ISP Tech Talk

USENET NEWS SERVERS - THE SIMPLE VERSION

In the beginning there was mail. And simplicity was upon the face of the UUCP network. And then the net.wizards created mailing lists. And they were good. And useful. But many sysadmins thought that it was wasteful to store copies of the same message in lots of user mailboxes, so the net.wizards created Usenet news - tens, then hundreds, then thousands, then tens of thousands of discussion groups that magically propagate from box to box, being fruitful filling the partitions of the disk. And the net.wizards saw that it was good. Until May of 1997, when 50 percent of the news volume became either spam or cancels of spam.

SOME EXPLANATION

News was originally transmitted in "batches," along with e-mail, hopping from box to box using the UUCP protocol. Most of the boxes were UNIX machines of various sorts, running at universities or larger companies, and the UUCP transfers took place late at night when the calls were cheapest. In those days, "Net Access" meant "access to Usenet news and to e-mail" and propagation cross-country and back could take 3 to 5 days (or more). UUCP is still used as a "transport" mechanism for news (and for e-mail), but most of the news and e-mail traffic has long since migrated to that global TCP/IP network called "the Internet." You may have heard of it. . .

DEFINITIONS

"News Transfer" is the process of moving the actual news articles around (articles that have already been "injected" into the Usenet news network). This is now usually done via the NNTP (Network News Transfer Protocol), which runs on top of TCP/IP.

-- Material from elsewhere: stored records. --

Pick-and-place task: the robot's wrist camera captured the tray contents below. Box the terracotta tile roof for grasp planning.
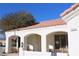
[5,19,66,31]
[23,19,66,29]
[60,3,79,17]
[6,19,66,31]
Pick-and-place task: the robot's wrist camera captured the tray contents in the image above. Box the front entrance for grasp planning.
[8,36,20,53]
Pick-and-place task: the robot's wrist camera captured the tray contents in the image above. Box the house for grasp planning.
[5,3,79,56]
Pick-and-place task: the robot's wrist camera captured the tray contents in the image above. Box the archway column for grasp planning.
[19,36,24,56]
[41,34,46,52]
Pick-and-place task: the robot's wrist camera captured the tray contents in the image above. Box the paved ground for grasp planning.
[1,53,19,56]
[7,53,19,56]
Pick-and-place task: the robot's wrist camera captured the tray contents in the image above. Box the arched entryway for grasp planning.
[46,31,68,53]
[8,35,20,53]
[24,34,41,51]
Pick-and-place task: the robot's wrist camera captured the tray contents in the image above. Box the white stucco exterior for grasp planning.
[5,7,79,56]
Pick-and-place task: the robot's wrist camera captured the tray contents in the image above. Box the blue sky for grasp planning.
[0,3,73,22]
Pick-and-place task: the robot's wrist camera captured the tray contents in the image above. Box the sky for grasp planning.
[0,3,73,22]
[0,3,73,38]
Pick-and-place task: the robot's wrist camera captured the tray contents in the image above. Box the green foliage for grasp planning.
[0,12,37,31]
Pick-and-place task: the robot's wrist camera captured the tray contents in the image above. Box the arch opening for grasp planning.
[46,31,68,53]
[24,34,41,52]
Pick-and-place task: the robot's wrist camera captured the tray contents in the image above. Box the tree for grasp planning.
[0,11,37,31]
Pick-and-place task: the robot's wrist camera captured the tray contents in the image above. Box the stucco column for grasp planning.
[41,34,46,52]
[19,36,24,56]
[68,29,79,56]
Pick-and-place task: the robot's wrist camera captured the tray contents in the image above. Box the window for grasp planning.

"News Reading" is the process of querying a machine's stored database of news articles and groups - and also of "posting" news. News posting refers to the original place that a given article is injected into the news system.

When an article is posted (not transferred), it is given a globally-unique message ID which identifies the article as it passes from system to system.

HOW NEWS IS PASSED AROUND

Since the beginning of Usenet, the idea was to avoid having one or more key central sites, without which the system would fall apart. So the system was designed for minimal intelligence and maximal redundancy.

In general, every news server peers with at least one other news server, and automatically offers any article received to all of its news peers (except the peer it heard the article from). So if you have one news peer, you'll offer back only articles locally originated - but if you have two news peers, you'll offer to each peer your own local articles and those articles learned from the other peer.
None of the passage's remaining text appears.